A gap experience also can offer a chance to explore areas for future study. While most in-person internships have been halted, Stievater noted that there are domestic and international online opportunities. One client interned at an investment bank to test an interest in a finance career. Other online internships might involve working in social media, participating in research projects or assisting startup companies.

Welch said some young adults are taking a break to earn credentials or certifications to make themselves more employable, while others are rethinking intended career paths in fields the pandemic has impacted, such as nursing and hospitality. One gap program, Scotland-based Student Ventures, purports to offer a fully online "venture semester" and "venture year" that guides students, usually working in teams, from developing a product idea to taking the product to market.

However it's experienced, a break after high school or during or after college or graduate school "is a state of mind" career counselor Marianne Green says on the U.S. Bureau of Labor Statistics (BLS) website.
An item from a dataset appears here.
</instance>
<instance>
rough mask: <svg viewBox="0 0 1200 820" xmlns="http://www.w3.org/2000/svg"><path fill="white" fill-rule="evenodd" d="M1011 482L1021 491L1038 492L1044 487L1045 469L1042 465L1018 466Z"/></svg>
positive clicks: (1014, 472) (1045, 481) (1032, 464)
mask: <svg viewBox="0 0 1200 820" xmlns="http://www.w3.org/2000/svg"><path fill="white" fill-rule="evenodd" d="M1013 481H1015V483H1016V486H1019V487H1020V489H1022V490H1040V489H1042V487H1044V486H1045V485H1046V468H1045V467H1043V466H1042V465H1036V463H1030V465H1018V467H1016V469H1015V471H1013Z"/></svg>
It can be anything "from working on a dude ranch to working in a local store." People often are involved in more than one activity during the gap year, the BLS noted, such as participating in a service program and taking an online class in a subject that piques their interest.

Some spend the gap year working in jobs that have nothing to do with their college major. Penn State graduate Robert "Jake" Smeal graduated in 2020 with a 3.95 grade point average (GPA) and a double major in management and political science. He is taking a gap year to live at home, work locally to save money and prepare to attend law school in fall 2021.
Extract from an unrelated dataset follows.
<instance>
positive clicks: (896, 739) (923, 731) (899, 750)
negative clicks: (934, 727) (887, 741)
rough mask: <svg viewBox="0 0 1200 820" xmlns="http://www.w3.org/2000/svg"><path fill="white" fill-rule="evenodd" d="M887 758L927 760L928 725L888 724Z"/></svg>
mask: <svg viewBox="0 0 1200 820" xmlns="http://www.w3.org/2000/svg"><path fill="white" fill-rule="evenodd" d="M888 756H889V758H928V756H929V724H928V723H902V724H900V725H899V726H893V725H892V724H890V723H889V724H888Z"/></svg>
Other young adults are using the time to contribute to causes they believe in. The Peace Corps, long a choice for young adults in their mid-20s wanting to work for a cause and travel internationally, had to evacuate more than 7,000 volunteers from locations around the world because of COVID-19. A domestic gap year program is an alternative; many have integrated issues such as immigration, social justice, diversity, environmental sustainability and the global climate.
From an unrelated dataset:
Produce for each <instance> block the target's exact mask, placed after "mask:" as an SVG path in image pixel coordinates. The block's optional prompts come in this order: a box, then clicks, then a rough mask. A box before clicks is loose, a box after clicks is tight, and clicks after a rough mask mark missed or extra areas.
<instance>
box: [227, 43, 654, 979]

Marion Taylor is owner and advisor of Taylor the Gap, a gap year consulting service in Boulder, Colo. The majority of her clients, who are 17 to 22 years old, are pivoting to smaller and lesser-known domestic programs as some international programs remain shuttered. One student Taylor worked with served as an online contact tracer in New Mexico during the spring. Others are building trails in national parks, restoring historic buildings and working on global climate issues, she said.

There is a fee to participate in various gap year programs. Additionally, students are often not paid and typically do not receive college credit for participating in the programs. The experience, though, can stand in for those students may have had on campus, such as managing a budget, learning a language or learning how to do laundry, Taylor said. It's also an opportunity to develop soft skills such as initiative, teamwork and leadership. A young adult in a wilderness program, for example, might be tasked with reading a map to lead a group over mountains to a destination and dealing with the outcome.

"Oftentimes, for the first time in their lives, students have to take charge of their own learning as opposed to be a passive learner taking notes in class," Taylor said. "Employers can teach the hard skills, but the soft skills are the employee skills employers really want."

Stievater thinks a gap year experience makes students more mature.

"They tend to be more curious, better problem solvers and more adaptable, which are traits sought after by employers and which also help them perform better in college and earn higher GPAs," she said. "Employers are attracted to students who have learned how to be more independent and think outside the box."